Inhibition of intestinal degradation of somatostatin by rat milk

In vitro degradation of 125I-labeled somatostatin-14 (Tyr11) [I-SS-14(Tyr11)] by luminal flushings of rat gastrointestinal segments was studied to characterize the fate of somatostatin in the gastrointestinal lumen. In addition, we evaluated the effect of rat milk as a potential inhibitor of luminal degradation of 125I-SS-14(Tyr11). Degradation of 125I-SS-14(Tyr11) was not detected in stomach flushings from either suckling or weanling rats. Luminal flushings from the small intestine degraded 125I-SS-14(Tyr11), with a gradient increase of activity from duodenum to midjejunum (degradation in suckling rat midjejunum and ileum was about five times lower than that in weanling rat). Degradation of 125I-SS-14(Tyr11) by luminal flushings of suckling rat midjejunum was dose dependently inhibited by rat milk casein and soluble fractions.
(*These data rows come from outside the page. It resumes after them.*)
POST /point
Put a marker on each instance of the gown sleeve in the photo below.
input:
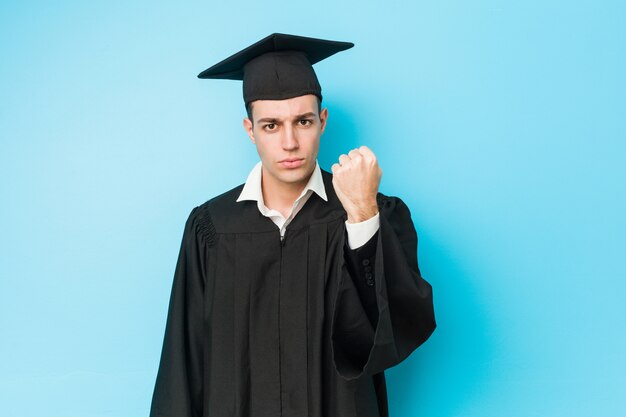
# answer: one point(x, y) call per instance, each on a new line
point(383, 307)
point(178, 388)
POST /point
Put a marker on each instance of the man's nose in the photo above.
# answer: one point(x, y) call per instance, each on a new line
point(289, 139)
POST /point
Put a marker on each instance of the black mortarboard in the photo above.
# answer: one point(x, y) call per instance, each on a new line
point(277, 67)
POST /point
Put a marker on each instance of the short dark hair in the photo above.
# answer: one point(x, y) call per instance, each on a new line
point(249, 108)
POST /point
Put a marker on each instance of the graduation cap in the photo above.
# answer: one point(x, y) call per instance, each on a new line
point(277, 67)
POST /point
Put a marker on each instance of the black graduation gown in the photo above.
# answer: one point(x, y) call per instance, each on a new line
point(302, 328)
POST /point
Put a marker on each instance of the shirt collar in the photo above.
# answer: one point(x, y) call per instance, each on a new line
point(252, 188)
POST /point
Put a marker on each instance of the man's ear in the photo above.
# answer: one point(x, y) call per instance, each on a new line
point(247, 125)
point(323, 118)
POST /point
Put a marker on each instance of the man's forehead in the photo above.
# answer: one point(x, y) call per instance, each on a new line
point(284, 109)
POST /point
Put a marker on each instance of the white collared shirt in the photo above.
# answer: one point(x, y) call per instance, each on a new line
point(358, 233)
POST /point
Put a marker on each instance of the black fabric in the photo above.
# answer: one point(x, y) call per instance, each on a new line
point(260, 328)
point(277, 67)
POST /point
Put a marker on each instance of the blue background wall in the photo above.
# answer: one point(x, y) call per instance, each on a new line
point(501, 124)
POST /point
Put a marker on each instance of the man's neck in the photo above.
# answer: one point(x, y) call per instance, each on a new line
point(280, 196)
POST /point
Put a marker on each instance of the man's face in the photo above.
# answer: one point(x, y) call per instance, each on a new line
point(287, 137)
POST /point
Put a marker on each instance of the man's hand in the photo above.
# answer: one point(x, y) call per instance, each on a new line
point(356, 179)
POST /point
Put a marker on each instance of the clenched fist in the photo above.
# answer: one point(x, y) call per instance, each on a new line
point(356, 179)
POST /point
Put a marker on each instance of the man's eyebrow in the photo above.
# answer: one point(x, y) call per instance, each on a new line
point(268, 120)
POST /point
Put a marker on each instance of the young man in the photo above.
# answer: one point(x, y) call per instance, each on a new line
point(294, 291)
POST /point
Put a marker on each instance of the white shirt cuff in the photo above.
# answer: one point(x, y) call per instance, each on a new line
point(360, 233)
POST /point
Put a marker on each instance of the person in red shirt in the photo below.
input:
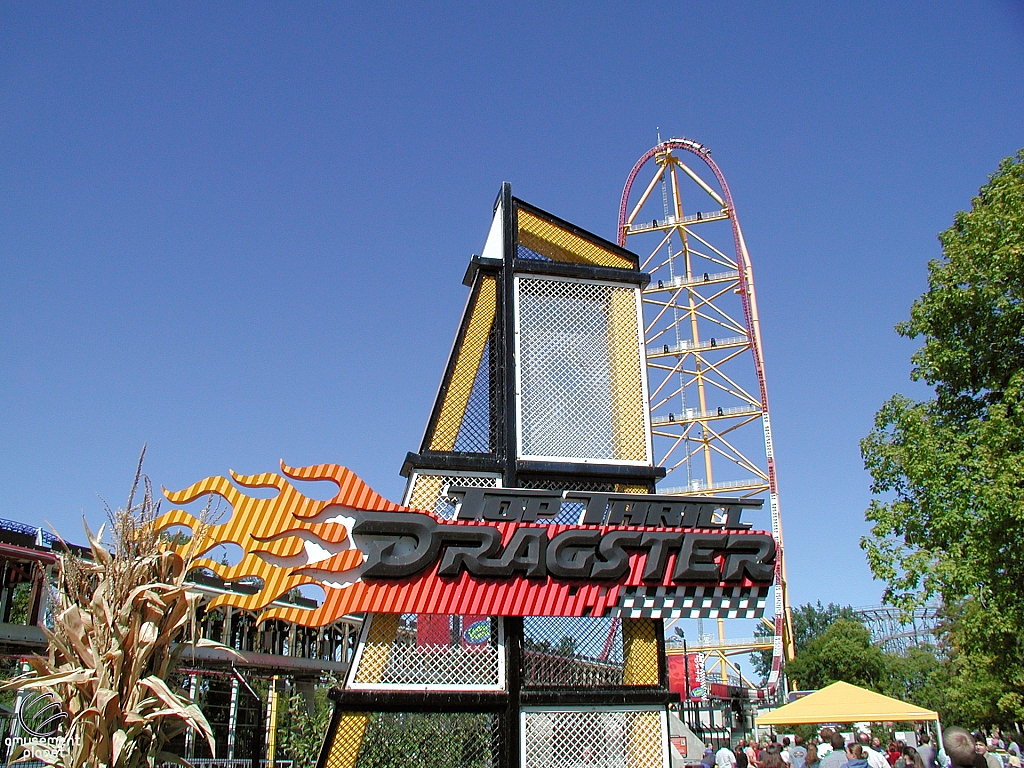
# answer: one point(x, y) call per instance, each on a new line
point(893, 754)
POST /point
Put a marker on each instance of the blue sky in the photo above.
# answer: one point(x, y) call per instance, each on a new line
point(238, 231)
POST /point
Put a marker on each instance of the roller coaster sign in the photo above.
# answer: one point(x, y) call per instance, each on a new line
point(505, 552)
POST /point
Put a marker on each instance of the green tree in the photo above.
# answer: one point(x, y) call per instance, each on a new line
point(809, 621)
point(948, 472)
point(301, 728)
point(843, 651)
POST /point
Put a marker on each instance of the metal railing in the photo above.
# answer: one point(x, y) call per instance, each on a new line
point(693, 218)
point(695, 414)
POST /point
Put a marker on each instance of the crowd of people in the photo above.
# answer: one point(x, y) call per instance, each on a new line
point(830, 750)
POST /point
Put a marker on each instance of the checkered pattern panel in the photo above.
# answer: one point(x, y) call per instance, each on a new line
point(692, 602)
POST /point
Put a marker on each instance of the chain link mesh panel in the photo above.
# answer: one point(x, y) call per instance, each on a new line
point(425, 491)
point(471, 373)
point(379, 739)
point(594, 738)
point(570, 511)
point(581, 377)
point(542, 240)
point(438, 651)
point(589, 652)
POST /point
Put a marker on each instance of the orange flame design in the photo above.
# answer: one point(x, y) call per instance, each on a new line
point(289, 540)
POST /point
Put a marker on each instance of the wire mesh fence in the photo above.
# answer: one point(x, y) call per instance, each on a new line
point(581, 377)
point(434, 651)
point(426, 491)
point(594, 737)
point(589, 652)
point(433, 739)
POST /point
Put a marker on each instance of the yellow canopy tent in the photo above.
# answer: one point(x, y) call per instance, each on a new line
point(842, 702)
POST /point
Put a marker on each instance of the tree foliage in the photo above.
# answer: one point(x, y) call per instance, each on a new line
point(948, 472)
point(843, 651)
point(809, 622)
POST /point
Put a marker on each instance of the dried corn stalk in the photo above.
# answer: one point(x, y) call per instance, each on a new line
point(121, 623)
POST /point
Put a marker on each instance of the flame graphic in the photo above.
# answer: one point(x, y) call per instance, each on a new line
point(289, 540)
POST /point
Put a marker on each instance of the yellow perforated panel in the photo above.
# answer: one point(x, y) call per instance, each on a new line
point(639, 652)
point(481, 317)
point(559, 245)
point(629, 408)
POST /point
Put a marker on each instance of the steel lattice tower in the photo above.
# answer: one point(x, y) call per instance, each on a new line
point(709, 397)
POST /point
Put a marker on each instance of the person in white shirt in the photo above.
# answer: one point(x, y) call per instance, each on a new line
point(875, 759)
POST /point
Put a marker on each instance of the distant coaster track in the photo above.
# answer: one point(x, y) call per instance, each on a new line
point(694, 343)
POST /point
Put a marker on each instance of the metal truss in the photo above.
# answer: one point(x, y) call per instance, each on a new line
point(709, 399)
point(897, 632)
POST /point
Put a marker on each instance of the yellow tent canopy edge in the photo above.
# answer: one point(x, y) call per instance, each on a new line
point(842, 702)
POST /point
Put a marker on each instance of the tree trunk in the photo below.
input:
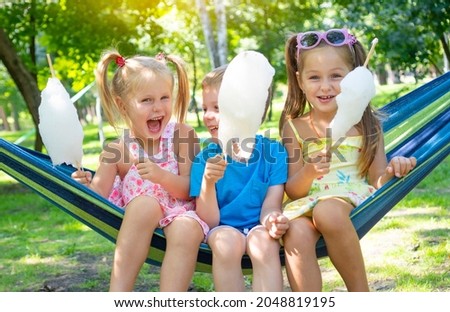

Inhibitory activity of rat milk soluble fraction was heat labile and several times more potent than that of casein fraction. Casein fraction appeared to be stable at 100 degrees C for up to 30 min of exposure. These studies suggest that somatostatin is stable in the gastric lumen and that milk protects somatostatin from intestinal luminal proteolysis, indicating a possible physiological significance of milk-borne SS-14 for the suckling rat gastrointestinal tract.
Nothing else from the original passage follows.